Updates to this story
Stop the presses! No, wait, don't! The iPad isn't quite the saviour of journalism as it was excitedly touted by the cynical in Apple's deep pockets - magazine sales are dropping and dropping. Could it be that the public is weaning itself from the thrilling buzz and novelty of a thin rectangle that works whichever way you hold it?
It verily could according to this article by WWD.com. Statistics from the Audit Bureau of Circulations reveal that by the end of 2010 - which is just two days away now - magazine sales on the iPad were seriously drooping.

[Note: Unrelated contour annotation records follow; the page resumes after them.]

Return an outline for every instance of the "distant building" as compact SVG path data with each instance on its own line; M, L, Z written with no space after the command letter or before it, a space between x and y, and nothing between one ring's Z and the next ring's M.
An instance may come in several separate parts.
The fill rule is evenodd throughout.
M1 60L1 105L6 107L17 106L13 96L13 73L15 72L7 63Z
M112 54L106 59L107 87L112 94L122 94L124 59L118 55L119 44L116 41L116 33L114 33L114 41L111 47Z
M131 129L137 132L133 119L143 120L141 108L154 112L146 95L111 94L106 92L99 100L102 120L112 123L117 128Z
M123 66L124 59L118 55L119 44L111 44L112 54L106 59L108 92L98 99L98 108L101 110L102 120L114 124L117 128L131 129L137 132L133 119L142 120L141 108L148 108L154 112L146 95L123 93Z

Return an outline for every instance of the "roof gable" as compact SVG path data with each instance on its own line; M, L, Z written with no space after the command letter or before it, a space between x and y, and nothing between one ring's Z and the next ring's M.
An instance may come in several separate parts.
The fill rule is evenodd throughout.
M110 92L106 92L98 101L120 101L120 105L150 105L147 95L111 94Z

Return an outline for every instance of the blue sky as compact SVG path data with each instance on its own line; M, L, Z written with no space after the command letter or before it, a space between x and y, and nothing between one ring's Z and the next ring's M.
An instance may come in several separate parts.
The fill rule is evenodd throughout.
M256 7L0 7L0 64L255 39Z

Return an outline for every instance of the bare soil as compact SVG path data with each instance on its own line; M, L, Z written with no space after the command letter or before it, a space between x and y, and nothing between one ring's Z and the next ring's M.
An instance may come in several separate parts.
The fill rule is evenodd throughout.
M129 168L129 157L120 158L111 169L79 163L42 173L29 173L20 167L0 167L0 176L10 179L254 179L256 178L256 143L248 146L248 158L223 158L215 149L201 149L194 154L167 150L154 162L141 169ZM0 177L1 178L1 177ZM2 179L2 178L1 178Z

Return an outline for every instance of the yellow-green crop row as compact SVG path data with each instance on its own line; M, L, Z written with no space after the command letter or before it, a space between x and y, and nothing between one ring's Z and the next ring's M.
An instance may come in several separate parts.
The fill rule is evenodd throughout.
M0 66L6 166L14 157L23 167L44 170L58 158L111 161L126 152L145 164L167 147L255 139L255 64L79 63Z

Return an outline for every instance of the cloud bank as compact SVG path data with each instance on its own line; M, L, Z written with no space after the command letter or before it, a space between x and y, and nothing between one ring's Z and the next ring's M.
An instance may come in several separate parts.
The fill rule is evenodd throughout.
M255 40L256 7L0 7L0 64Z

All the popular titles you could want are available on Steve Jobs' expensive but ultimately pointless luxury item - one of the first was Wired which managed 100,000 sales in its June debut. Its July to September period was lukewarm and lacklustre with only 31,000 punts. Even worse was October and November where it only tallied 22,000 and 23,000 sales respectively.
As mogul Murdoch readies his ageing paw for a New Year handshake with a joint Jobsian news venture, the figures are not enticing. Then again naysayers to the naysaying will say that at least the sales are pure profits as it's easy to knock out a digital edition or two.

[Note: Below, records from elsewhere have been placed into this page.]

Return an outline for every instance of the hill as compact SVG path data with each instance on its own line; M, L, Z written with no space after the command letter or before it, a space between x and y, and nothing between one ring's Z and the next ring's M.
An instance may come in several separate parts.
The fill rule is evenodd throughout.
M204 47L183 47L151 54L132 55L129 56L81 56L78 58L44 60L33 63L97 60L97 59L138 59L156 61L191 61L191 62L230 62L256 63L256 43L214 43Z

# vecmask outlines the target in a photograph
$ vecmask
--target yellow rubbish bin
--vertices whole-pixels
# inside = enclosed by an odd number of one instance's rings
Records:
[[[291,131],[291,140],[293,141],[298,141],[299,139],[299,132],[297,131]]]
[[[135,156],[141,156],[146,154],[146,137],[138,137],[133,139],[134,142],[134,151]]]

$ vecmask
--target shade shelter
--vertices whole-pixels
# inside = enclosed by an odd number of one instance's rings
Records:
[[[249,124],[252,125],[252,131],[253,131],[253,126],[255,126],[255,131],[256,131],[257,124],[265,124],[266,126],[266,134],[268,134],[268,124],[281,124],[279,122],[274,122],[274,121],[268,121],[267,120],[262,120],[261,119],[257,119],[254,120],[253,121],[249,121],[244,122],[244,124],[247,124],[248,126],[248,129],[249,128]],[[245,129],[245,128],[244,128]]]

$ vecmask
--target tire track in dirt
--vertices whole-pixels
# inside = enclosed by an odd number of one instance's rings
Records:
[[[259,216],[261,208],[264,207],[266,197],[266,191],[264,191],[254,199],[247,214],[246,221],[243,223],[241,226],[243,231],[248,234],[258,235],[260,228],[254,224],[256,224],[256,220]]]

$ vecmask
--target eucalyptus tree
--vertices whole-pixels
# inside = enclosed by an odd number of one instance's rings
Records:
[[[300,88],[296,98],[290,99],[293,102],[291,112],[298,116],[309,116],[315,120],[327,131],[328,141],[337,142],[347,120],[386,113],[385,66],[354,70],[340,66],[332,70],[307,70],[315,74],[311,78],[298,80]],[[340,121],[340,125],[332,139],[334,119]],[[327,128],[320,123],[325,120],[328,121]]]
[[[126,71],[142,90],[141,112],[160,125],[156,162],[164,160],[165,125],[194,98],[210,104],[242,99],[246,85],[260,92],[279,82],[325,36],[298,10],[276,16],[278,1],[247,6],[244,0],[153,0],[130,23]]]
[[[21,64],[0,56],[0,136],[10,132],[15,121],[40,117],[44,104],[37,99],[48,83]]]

Some more digital magazine figures from WWD: Vanity Fair was down from its 10,500 August average to 8,700 in November while advocate of expensive tat Gentleman's Quarterly grabbed 11,000 sales in November, its worst performance since its first issue. Its average between May and October were 13,000.

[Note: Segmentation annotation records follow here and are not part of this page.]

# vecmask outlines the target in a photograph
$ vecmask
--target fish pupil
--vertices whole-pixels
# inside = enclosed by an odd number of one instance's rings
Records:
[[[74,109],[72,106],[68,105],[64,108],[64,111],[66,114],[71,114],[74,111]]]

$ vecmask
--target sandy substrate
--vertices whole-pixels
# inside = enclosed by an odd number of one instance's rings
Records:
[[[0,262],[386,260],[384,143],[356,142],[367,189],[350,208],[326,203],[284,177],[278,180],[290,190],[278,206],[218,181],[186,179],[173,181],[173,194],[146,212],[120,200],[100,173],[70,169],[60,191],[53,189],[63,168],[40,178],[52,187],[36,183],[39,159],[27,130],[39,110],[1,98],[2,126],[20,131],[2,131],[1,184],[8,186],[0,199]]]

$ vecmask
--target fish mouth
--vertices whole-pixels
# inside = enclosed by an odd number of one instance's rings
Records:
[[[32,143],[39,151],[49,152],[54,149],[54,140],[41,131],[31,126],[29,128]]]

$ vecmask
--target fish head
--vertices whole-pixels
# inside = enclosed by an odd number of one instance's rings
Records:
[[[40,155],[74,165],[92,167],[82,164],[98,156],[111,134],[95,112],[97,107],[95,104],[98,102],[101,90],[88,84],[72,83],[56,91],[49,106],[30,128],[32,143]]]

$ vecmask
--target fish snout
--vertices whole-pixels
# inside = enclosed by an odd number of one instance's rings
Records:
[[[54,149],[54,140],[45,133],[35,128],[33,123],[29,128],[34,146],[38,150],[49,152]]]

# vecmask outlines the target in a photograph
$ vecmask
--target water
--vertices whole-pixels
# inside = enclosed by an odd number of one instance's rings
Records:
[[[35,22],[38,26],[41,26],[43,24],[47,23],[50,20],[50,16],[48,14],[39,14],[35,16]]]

Still it is early daze, and it could be argued by those glass half full kind of people that the tablet is yet to pick up. The ball has started rolling and all these electronics manufacturers certainly want a tablet computer in every household.
Publishers are no doubt hoping the Christmas tidal wave of consumer electronics will help digital magazine sales pick up the pace, but so far, perhaps, maybe, people are clocking on that for those websites without a paywall it's cheaper and fairly similar to simply head online.